The future of automotive travel, experts say, may soon move away from the all-gasoline or diesel powered engines that have run cars and trucks for most of the past century. What's evolving, and already on the market by some manufacturers, is a new breed of hybrid vehicles that use both gas-powered and electric motors to almost triple their fuel efficiency to as much as 80 miles-per-gallon.

The cars themselves are also incorporating more electronic technologies instead of the belts and carburetors of the past - and helping this minor revolution to proceed is the sophisticated Motor Systems Resource Facility at OSU, which is already working with one of the world's largest automotive manufacturers.

"Some people thought that the next generation of automobiles would be all-electric," said Alan Wallace, a professor of electrical and computer engineering at OSU. "But gasoline is what's available, it's easily portable and the energy stored in a gallon of gas is incredible. So the goal of the new technology is to take those advantages and make gas-powered automobiles far more efficient than ever before."

This can be done, Wallace said, by having new types of generators, batteries, electric motors and traditional gas engines all working together to keep energy use down to a minimum while still providing the variable power needed for driving - which may range from coasting down a city street to pulling a trailer up the side of a mountain.

According to Wallace and other experts, the real problem with older technology is that gas engines had to be "oversized" to produce the maximum amounts of power needed during peak demands. But 95 percent of the time that large engine is being used at less than its capacity, which is inefficient.

"Gas engines are traditionally only about 30 percent efficient, with much of the energy wasted as heat or not needed for normal driving demands," Wallace said. "But if you can store energy in a battery and then use a 90 percent efficient electric motor to deliver extra power only when it's needed, you enable the use of a much smaller gas engine in the automobile."

That's exactly what the new hybrid cars do, including one manufactured by Honda that just hit the market in the United States. They have small gas engines that are adequate for the task when driving slowly or cruising, and during that time can also run a generator to keep the battery charged up.

Then, when a big hill looms or the car needs to quickly accelerate, a strong electric motor kicks in to give it the extra needed power. And there are still more advantages, not the least of which is called "regenerative braking." Traditional brakes waste power, but with the new systems the process of slowing the car can be used as a way to turn the motor into a generator and re-capture energy.

"This is clearly a trend of our automotive future, and within five to 10 years, I expect a sizeable minority of our cars will use these new technologies," Wallace said.

The process of perfecting that technology is where OSU's $1 million motor and power electronics testing facility comes in, a sophisticated package of high-power equipment and instrumentation developed in 1995.

It was originally funded by the Bonneville Power Administration and the Electric Power Research Institute to take advantage of the university's traditional research strength in this field of study, and now ranks as the largest and most capable university facility of its type in the nation.

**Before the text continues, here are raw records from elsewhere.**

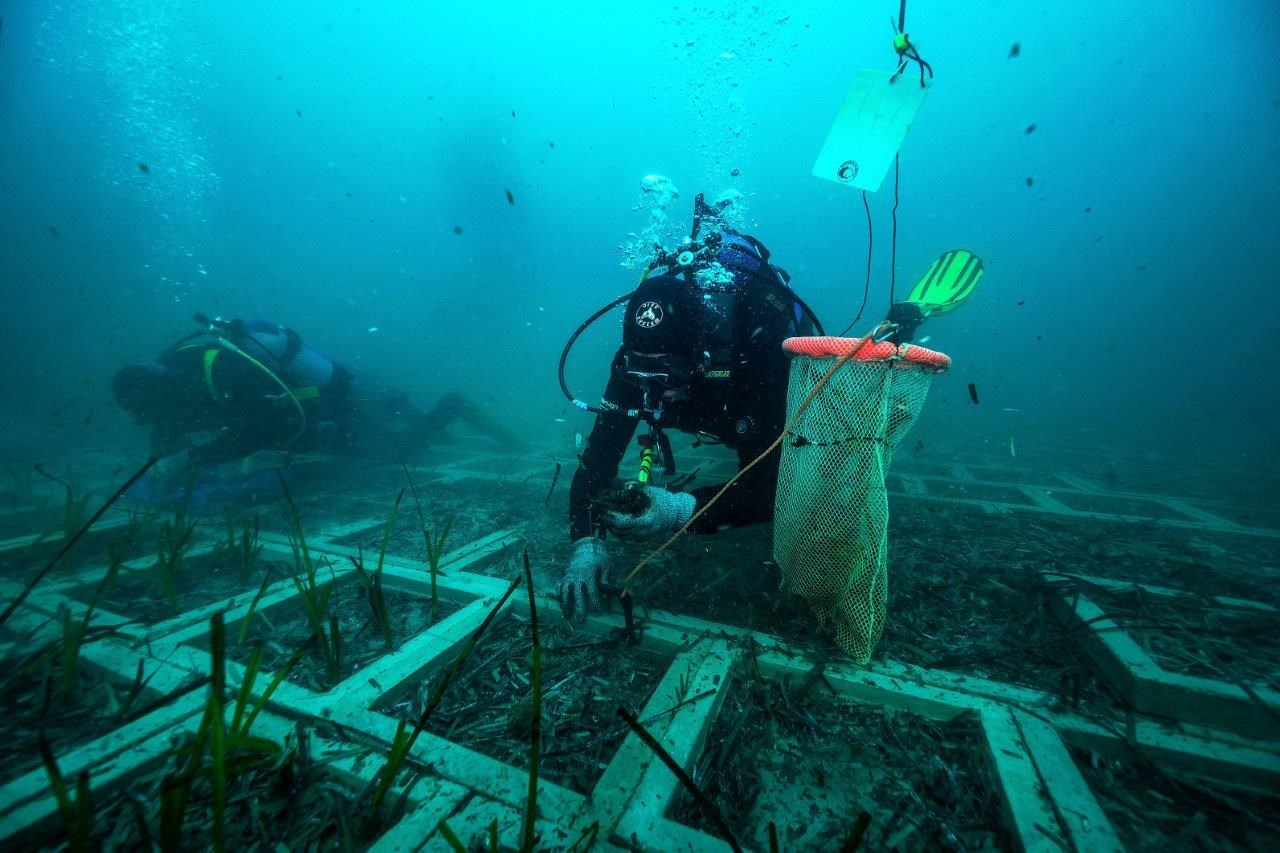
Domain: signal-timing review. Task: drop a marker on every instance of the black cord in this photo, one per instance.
(867, 286)
(892, 261)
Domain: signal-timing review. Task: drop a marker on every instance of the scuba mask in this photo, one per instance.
(663, 377)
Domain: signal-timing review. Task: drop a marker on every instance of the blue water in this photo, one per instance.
(312, 164)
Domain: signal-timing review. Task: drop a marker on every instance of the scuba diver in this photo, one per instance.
(702, 352)
(237, 387)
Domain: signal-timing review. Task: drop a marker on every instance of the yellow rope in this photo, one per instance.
(854, 349)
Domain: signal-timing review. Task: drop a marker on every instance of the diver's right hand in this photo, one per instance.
(588, 570)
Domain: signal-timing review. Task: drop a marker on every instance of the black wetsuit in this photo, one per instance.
(745, 411)
(223, 393)
(216, 391)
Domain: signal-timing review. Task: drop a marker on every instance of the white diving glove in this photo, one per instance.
(588, 570)
(667, 512)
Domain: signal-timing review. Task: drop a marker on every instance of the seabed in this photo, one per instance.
(1072, 661)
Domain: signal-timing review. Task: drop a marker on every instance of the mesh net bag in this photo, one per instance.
(831, 518)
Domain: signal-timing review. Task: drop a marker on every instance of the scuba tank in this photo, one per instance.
(744, 299)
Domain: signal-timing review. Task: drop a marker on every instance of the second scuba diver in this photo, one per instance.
(702, 352)
(237, 387)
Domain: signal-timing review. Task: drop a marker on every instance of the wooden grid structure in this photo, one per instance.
(1046, 803)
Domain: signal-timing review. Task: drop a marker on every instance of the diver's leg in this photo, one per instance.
(453, 406)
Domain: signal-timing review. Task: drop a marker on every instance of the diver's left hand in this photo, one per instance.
(667, 512)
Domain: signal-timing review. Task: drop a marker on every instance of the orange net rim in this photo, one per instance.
(831, 347)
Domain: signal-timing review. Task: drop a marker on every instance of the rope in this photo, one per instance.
(892, 254)
(854, 349)
(867, 287)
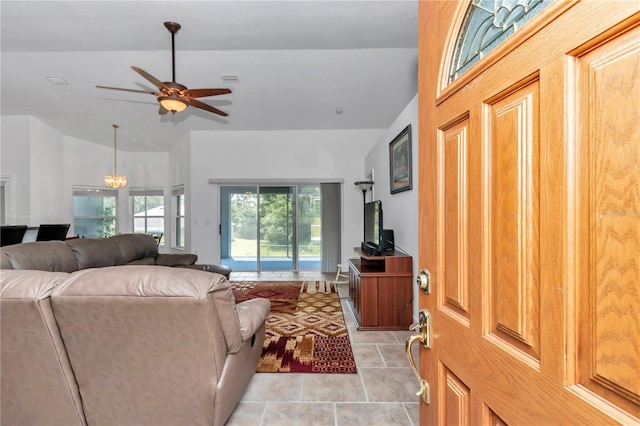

The self-supporting laboratory is widely used by industry; can test large motors, their drives and controllers up to 300 horsepower; and has been used on everything from generators for high-power windmills to an innovative permanent magnet coupling system and power quality investigations.

"We can test motors and generators for their compliance to specifications, energy efficiency, performance response and other factors," Wallace said. "That's what we're doing right now with a generator developed by Ford Motor Co., which is now planning the next generation of the new hybrid electric cars. Those tests should soon be complete and Ford officials are very pleased with the progress we've made."

Such tests, Wallace said, are also opening up invaluable educational opportunities for OSU's undergraduate and graduate engineering students, who will soon hit employment markets with an unusually high level of skills and real-world experience in some of the most innovative technologies used in several major industries.

"Employers are always on the lookout for graduates who have industry-relevant experience and the activities in our lab provide just that," Wallace said.

The costs for the new hybrid vehicles are presently somewhat higher than cars produced with conventional gasoline engines, experts say, but they will probably come down with mass production and are already competitive with traditional cars when the fuel savings are considered.

OSU's involvement with these technologies may continue to expand in the future as this aspect of the automotive industry grows in importance, Wallace said.